Connecticut Light & Power administrators defended their response to last month's powerful nor'easter before lower Fairfield County leaders Thursday and denied that line crews were prevented from working more than 16 hours to restore power.

"There was not an organized delay and the storm hit us harder than we expected," said Todd Blosser, the director of division operations for CL&P. "The labor units were not exactly truthful about the nature of our 16-hour-with-eight-hours-off policy."

CL&P has been stung by allegations from labor union representatives that they were told not to work beyond 16-hour shifts and the state Department of Public Utility Control has launched a probe into the power company's response. A series of five public hearings were held earlier this month as part of the inquest.

Blosser said that labor officials representing CL&P line workers falsely accused the company of limiting line workers to 16 hours on the job during the response to the hard- hitting storm the weekend of March 12-14 as a business move in order to prevent double time from kicking in.

At the height of outages, more than 161,000 CL&P customers were without power, the majority of them in Fairfield County, according to the company.

Blosser and Christopher Swan, director of municipal siting for the utility company fielded questions from the chief elected officials of the South Western Region Metropolitan Planning Organization about the storm Thursday morning during the body's monthly meeting at the Norwalk Transit District.

Westport First Selectman Gordon Joseloff said he remained concerned whether the company moved quickly enough to restore power and keep local officials up to speed on the response.

Blosser said that the company did follow a policy of requiring workers to be off-duty for eight hours between work shifts, and working longer than 16 hours is considered potentially dangerous.

Workers are paid time-and-a-half for shifts longer than 8 hours but less than 16, Blosser said.

"We feel it is not safe and not as productive to keep them working after a certain point," Blosser said. "At night they are not as productive as they are in daylight, despite what the labor unions say."

Joseloff asked whether the company has increased the number of power crews kept on standby during storms when winds reach 50 mph or higher.

"Basically there was a delay and we want to know why," Joseloff said. "What can we do to do better next time?"

Blosser told Joseloff that guideline changes that might come in response to the storm have not been finalized.

Richard Sank, business manager for Local 457 of the International Brotherhood of Electrical Workers which represents CL&P's linemen disputed Blosser's claim that a 16-hour work schedule didn't prolong efforts to restore power during the storm.

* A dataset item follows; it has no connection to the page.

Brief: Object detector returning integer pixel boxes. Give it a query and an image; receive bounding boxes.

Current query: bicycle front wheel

"I'll prove it during the DPUC hearing because I've got it documented," Sank said. "They worked within the guidelines of the contract but it was a state of emergency with people out of power for days. If people had worked more than 16 hours, the lights would have come on a lot sooner."

At the meeting, New Canaan First Selectman Jeb Walker told Blosser and Swan that the company should improve its communication efforts in the wake of major outages, particularly if continued weather hazards or manpower issues are slowing the restoration of power.

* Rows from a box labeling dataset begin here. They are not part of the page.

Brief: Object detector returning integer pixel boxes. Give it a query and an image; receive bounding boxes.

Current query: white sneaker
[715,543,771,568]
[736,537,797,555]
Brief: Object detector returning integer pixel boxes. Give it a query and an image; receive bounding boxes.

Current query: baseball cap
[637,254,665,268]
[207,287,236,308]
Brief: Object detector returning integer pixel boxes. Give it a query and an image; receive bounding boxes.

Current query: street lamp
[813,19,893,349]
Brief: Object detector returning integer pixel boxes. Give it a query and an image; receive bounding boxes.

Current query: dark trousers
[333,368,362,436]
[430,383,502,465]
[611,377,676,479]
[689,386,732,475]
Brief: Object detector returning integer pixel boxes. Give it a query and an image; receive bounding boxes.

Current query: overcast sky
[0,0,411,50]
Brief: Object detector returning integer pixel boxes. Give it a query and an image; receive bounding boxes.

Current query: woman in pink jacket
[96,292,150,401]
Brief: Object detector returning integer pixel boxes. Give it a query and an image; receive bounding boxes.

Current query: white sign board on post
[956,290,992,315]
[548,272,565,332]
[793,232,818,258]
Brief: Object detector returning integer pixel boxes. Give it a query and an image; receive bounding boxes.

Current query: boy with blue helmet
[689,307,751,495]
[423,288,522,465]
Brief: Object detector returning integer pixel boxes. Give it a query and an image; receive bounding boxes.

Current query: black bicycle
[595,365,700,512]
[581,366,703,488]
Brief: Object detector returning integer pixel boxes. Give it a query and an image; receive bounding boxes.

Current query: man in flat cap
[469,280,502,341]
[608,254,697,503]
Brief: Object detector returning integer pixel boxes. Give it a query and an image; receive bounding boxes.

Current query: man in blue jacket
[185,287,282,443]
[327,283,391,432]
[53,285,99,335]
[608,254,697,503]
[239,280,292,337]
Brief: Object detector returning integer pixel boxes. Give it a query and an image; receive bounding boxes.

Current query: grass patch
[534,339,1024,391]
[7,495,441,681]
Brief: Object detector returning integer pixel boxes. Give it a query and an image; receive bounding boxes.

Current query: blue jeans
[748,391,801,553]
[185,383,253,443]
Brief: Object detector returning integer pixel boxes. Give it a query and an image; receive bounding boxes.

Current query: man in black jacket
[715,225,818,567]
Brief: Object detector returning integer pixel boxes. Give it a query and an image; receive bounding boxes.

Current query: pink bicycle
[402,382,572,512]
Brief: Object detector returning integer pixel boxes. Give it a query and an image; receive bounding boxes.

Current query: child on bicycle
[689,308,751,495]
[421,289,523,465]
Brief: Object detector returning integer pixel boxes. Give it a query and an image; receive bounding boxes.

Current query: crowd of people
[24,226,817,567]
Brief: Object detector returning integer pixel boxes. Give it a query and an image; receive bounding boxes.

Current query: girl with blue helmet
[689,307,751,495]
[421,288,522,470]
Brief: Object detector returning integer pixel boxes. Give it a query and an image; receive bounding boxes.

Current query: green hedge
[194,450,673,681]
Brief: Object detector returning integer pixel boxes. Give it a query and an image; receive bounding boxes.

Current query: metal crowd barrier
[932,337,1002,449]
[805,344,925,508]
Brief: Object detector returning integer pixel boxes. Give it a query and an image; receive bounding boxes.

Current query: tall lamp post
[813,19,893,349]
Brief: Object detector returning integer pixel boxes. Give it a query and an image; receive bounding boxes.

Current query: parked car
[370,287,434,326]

"There should be a way to tell people, `We understand the damage is horrible and here is what we are doing to fix it,'" Walker said.

Blosser said at the public hearings that company officials recognized that there was dissatisfaction about reliable information during the storm.

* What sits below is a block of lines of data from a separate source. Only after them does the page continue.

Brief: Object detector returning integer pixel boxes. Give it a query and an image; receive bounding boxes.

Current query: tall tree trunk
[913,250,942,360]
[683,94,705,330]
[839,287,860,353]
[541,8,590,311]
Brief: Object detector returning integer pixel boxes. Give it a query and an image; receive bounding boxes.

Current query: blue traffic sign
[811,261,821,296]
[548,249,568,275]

"We heard the feedback on communication and it is one of our main takeaways," Blosser said.

Greenwich First Selectman Peter Tesei said that the investigation should delve into why Connecticut Light & Power didn't act to put more manpower and resources on standby given a weather forecast that called for high winds.

Tesei said he felt the company only geared up their response about 24 to 36 hours too late.

"They clearly missed the mark on reading the forecast because it was evident there would be high winds from Thursday on," Tesei said. "It should have caused the representatives of CL&P to mobilize their forces sooner."

Tesei said there were far too few utility crews to assist local police and fire personnel in responding to safety threats during the storm.

Power in Greenwich was not fully restored for seven days, according to the company.

"They should have been calling additional crews sooner taking into account the travel time," Tesei said. "If the workers had been notified Saturday to be on standby it would of helped."

Joseloff said he was unsure of how the priorities of avoiding higher labor costs when crews work around the clock, adequate rest for safety reasons, and restoring power as quickly as possible should be balanced.

"The new thing is that the company has acknowledged the union issues," Joseloff said. "Economic factors are certainly part and parcel of how CL&P responds and the reality is they don't have an unlimited purse to spend on power restoration. It appears the power crews are not going to get `golden time' around the clock like they used to."